EDIT: I've managed to figure out how to fix the code above and the reason it breaks as follows, if i translate the do block to a chain of (>>=), and list a few important type signatures of variables:

fOpG >>= (\opG -> fopA >>= (\opA -> ...))
(>>=) :: Monad f => f a -> (a -> f b) -> f b
fOpG :: f (Optional a)

The issue is that the type signature of (>>=) expects a monad of type b as the final return result. So in my outermost use of it, with fOpG on the left, it expects the function on its right to produce a value of type f (Optional b), but my entire do block was wrongly returning something of type OptionalT f (Optional b). The fix was to do the re-wrapping outside, as suggested in the comments by Luqui. For reference, the wrong and fixed solutions were:

--Broken solution due to wrong location of OptionalT wrapper
instance Monad f => Applicative (OptionalT f) where
  pure a = OptionalT $ return $ Full a
  (<*>) (OptionalT fOpG) (OptionalT fOpA) = do
                                              opG <- fOpG 
                                              opA <- fOpA
                                              case opG of Empty  -> OptionalT $ return Empty
                                                          Full g -> OptionalT $ onFull (\t -> return (Full (g t))) opA


-- Fixed solution with wrapper outside
instance Monad f => Applicative (OptionalT f) where
  pure a = OptionalT $ return $ Full a
  (<*>) (OptionalT fOpG) (OptionalT fOpA) = OptionalT $ do
                                              opG <- fOpG 
                                              opA <- fOpA
                                              case opG of Empty  -> return Empty
                                                          Full g -> onFull (\t -> return (Full (g t))) opA

However I still don't understand why Haskell allows the following to go through:

(<*>) fOpG fOpA = do
                opG <- fOpG 
                opA <- fOpA
                OptionalT (return Empty) --just a dummy line to `enter code here`let me see if it typechecks

It is not clear to me why doing (opG <- fOpG) is valid. fOpG :: Optional T f (a -> b) is only an instance of functor at this point, and not yet an instance of applicative or monad, so I don't understand why I am able to use a monadic bind on it. Could someone provide some insight on what is actually happening here?
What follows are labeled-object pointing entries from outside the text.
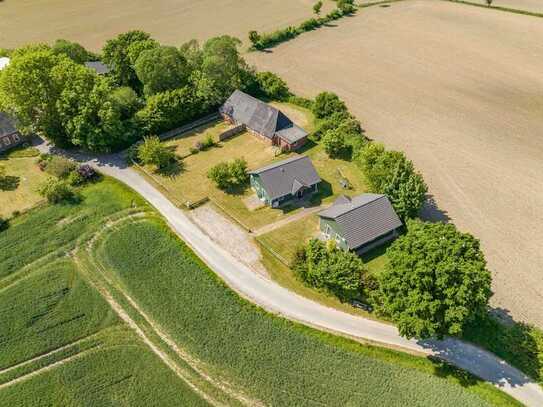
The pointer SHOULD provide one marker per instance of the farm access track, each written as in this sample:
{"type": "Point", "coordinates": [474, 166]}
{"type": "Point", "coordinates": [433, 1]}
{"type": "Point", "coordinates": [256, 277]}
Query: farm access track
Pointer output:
{"type": "Point", "coordinates": [217, 392]}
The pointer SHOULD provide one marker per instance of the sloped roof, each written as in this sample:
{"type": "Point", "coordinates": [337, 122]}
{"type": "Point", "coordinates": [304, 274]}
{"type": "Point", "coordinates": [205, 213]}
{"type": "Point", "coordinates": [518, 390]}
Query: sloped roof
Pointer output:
{"type": "Point", "coordinates": [98, 66]}
{"type": "Point", "coordinates": [4, 61]}
{"type": "Point", "coordinates": [363, 218]}
{"type": "Point", "coordinates": [261, 117]}
{"type": "Point", "coordinates": [7, 124]}
{"type": "Point", "coordinates": [287, 176]}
(I am under the impression that do notation is just syntactic sugar for chaining the (>>=) operator, i'm not sure if there are other subtleties or if in specific contexts this is not the case.)

Answer 1

Once you finished the exercise you can derive via MaybeT f (using Maybe in place of Option)

{-# Language DerivingVia              #-}
{-# Language StandaloneKindSignatures #-}

import Control.Applicative (Alternative)
import Control.Monad (MonadPlus)
import Control.Monad.Fix (MonadFix)
import Control.Monad.Reader (MonadReader)
import Control.Monad.State (MonadState)
import Control.Monad.Trans.Maybe
import Control.Monad.Zip (MonadZip)
import Data.Kind (Type)

type    OptionalT :: (Type -> Type) -> (Type -> Type)
newtype OptionalT f a = OptionalT { runOptionalT :: f (Maybe a) }
 deriving (Functor, Foldable, Applicative, Alternative, Monad, MonadPlus, MonadFail, MonadFix, MonadZip, MonadReader r, MonadState s)
 via MaybeT f

Answer 2

The edit above answers the initial problem, and Carl provided the remaining explanation in a comment: even though the instance of monad was incomplete and undefined, it had already been declared hence Haskell allowing the use of bind to go through.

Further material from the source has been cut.